If you have many knowledge resources or they cover multiple topics, you can first create a knowledge directory in My Studio - Knowledge, and then create a knowledge base under this knowledge directory. A successfully created knowledge directory will be displayed in My Studio - Knowledge.
Operation Guide
Start: Go to "My Studio - Knowledge, click the "Create Knowledge Base Directory" button in the upper right corner to enter the "Create Knowledge Base Directory" page.
Fill in the Knowledge Base Directory information: fill in the Knowledge Base Directory name and description to start creating the Knowledge Base Directory.
Create enterprise knowledge base: After filling in the knowledge base directory information, enter the knowledge base directory details page and click "Create enterprise knowledge base" (the operation process is the same as directly creating knowledge base).
Basic Settings: On the knowledge base directory details page, you can click "Basic Settings" to modify the name and description of the knowledge base directory.
Permission Settings: You can set usage permissions in the Knowledge Base Directory Details - Permission Settings. You can set public, internal, and private permissions and authorize users who can access the knowledge base as needed. After configuring permissions, AI will only answer questions related to the knowledge base directory for roles that have permissions. If the role does not have the corresponding permissions, AI will not provide relevant answers.
API Access
In my Studio - Knowledge, click on the "Access API" tab to view the API access methods for the enterprise knowledge base. The enterprise knowledge base access API supports authorization key management, and API keys are required to call the API (click the "API Key" button to create an API key).
Pipeline
My Studio - Knowledge - Pipeline displays all available knowledge governance templates, including those pre-set on Smart Vision and those created by yourself, for users to use in Create Platform Knowledge Base - Add governed file - Select pipeline.

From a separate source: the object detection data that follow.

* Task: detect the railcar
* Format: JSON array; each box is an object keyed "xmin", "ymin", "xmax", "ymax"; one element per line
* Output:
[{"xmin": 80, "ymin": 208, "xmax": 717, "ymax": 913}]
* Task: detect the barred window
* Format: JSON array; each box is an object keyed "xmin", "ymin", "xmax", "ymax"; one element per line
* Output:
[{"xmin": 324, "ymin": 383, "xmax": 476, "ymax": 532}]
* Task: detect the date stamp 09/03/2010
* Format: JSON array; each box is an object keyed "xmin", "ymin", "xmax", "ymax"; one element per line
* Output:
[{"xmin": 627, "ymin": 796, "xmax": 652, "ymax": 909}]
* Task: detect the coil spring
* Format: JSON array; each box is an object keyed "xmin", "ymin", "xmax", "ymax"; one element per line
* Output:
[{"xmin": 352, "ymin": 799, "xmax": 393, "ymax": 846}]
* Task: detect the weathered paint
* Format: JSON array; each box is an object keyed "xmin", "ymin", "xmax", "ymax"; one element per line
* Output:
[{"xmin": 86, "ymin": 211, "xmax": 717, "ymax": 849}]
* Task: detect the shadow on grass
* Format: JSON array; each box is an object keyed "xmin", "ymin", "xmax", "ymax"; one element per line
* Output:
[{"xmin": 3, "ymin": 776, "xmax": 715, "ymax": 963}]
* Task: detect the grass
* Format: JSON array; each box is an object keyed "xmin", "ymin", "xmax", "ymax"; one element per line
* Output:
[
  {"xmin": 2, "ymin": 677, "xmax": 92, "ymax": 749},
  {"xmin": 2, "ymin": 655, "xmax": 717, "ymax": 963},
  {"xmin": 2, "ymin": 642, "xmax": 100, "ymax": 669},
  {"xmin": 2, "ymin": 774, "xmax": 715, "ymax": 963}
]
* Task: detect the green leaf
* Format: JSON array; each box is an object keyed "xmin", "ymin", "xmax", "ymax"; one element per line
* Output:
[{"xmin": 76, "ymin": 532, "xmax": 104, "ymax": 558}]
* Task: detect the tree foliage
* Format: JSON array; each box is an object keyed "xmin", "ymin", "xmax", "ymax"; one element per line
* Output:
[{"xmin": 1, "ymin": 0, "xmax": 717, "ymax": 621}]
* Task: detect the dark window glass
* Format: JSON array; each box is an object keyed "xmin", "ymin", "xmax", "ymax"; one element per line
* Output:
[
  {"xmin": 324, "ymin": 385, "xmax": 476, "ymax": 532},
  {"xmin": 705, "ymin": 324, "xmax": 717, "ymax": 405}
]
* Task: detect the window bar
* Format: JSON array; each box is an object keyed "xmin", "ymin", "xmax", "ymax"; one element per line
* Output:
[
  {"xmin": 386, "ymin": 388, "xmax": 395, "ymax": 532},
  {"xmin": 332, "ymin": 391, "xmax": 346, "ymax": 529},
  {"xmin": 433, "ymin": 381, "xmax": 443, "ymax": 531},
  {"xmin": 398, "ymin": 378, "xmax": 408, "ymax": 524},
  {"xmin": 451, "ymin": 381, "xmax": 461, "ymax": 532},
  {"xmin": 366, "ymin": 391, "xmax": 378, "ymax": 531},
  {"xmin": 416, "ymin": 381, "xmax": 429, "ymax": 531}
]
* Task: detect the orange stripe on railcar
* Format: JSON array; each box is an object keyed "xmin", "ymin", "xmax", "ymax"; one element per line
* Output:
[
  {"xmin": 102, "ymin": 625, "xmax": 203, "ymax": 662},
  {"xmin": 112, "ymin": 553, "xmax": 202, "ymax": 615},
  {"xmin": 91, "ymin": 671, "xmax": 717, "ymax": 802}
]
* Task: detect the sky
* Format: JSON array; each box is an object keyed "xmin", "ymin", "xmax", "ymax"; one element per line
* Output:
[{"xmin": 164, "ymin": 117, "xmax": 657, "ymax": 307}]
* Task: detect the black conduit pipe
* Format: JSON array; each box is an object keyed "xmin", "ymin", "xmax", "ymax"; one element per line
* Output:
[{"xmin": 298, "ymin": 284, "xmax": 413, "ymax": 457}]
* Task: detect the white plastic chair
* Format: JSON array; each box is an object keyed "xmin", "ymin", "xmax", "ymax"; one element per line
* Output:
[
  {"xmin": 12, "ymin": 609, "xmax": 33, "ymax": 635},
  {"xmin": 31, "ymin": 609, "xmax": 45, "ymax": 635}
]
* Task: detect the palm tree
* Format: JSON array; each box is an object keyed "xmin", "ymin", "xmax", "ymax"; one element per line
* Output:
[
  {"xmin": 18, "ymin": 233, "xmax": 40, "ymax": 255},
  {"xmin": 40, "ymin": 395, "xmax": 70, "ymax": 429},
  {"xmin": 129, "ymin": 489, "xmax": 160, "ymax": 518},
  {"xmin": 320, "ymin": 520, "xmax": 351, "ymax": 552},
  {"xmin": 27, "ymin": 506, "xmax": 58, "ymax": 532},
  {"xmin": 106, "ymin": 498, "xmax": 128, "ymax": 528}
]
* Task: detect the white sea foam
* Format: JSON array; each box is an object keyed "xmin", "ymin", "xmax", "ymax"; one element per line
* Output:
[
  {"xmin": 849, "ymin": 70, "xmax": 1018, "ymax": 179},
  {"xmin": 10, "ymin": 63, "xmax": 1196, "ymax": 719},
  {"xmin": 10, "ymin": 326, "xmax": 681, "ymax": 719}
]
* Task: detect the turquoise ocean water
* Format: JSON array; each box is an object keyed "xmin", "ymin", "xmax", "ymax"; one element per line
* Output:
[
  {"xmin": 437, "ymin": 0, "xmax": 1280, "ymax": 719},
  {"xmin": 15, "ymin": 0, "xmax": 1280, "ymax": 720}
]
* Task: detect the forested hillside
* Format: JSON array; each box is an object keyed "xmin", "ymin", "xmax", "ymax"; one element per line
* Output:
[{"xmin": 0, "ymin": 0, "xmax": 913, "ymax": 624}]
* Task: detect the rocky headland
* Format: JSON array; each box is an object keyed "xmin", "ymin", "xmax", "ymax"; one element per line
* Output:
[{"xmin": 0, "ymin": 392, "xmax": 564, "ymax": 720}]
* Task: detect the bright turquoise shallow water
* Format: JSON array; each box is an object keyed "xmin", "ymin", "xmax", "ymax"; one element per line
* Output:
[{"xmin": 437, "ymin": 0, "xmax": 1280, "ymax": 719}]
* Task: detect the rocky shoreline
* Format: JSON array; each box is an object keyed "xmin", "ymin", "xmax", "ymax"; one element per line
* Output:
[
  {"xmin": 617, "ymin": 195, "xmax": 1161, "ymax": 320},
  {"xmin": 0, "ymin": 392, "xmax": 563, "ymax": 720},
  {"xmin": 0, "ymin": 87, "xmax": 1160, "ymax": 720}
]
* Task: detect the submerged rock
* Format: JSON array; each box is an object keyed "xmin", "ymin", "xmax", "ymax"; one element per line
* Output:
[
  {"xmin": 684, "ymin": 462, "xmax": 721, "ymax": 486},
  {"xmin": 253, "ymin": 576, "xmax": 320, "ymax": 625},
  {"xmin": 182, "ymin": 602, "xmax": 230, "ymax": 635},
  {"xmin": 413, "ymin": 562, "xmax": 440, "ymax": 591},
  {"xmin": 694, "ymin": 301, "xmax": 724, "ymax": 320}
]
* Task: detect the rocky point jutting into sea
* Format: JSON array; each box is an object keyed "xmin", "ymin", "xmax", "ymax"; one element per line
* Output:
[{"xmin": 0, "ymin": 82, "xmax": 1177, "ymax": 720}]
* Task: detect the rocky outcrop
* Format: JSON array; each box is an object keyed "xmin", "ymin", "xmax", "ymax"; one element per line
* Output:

Clicking on a pipeline allows you to view configuration details, edit and modify as needed, or click "To Experience" to experience the effect of the pipeline. If you modify the configuration during the experience, the system will prompt you to update the pipeline as needed.
Click the "Create Pipeline" button in the upper right corner to create a pipeline as needed, and click "To Experience" to experience the effect of the newly added pipeline. Click "Save" to complete the pipeline creation.
Knowledge Source
Smart Vision supports accessing and integrating diverse external knowledge data resources to enrich the enterprise knowledge base. Smart Vision currently supports synchronizing knowledge base content from Lark through Lark application credentials.
After clicking "Configure", fill in the Lark application credential information to bind the Lark application, and "Bound" will be displayed in the knowledge source configuration.
The newly bound Lark application will appear in the "Create Knowledge Base-Synchronize External Data Source" list (For details: [Create Knowledge Base](#Create Knowledge Base)), making it easy to select synchronization as needed.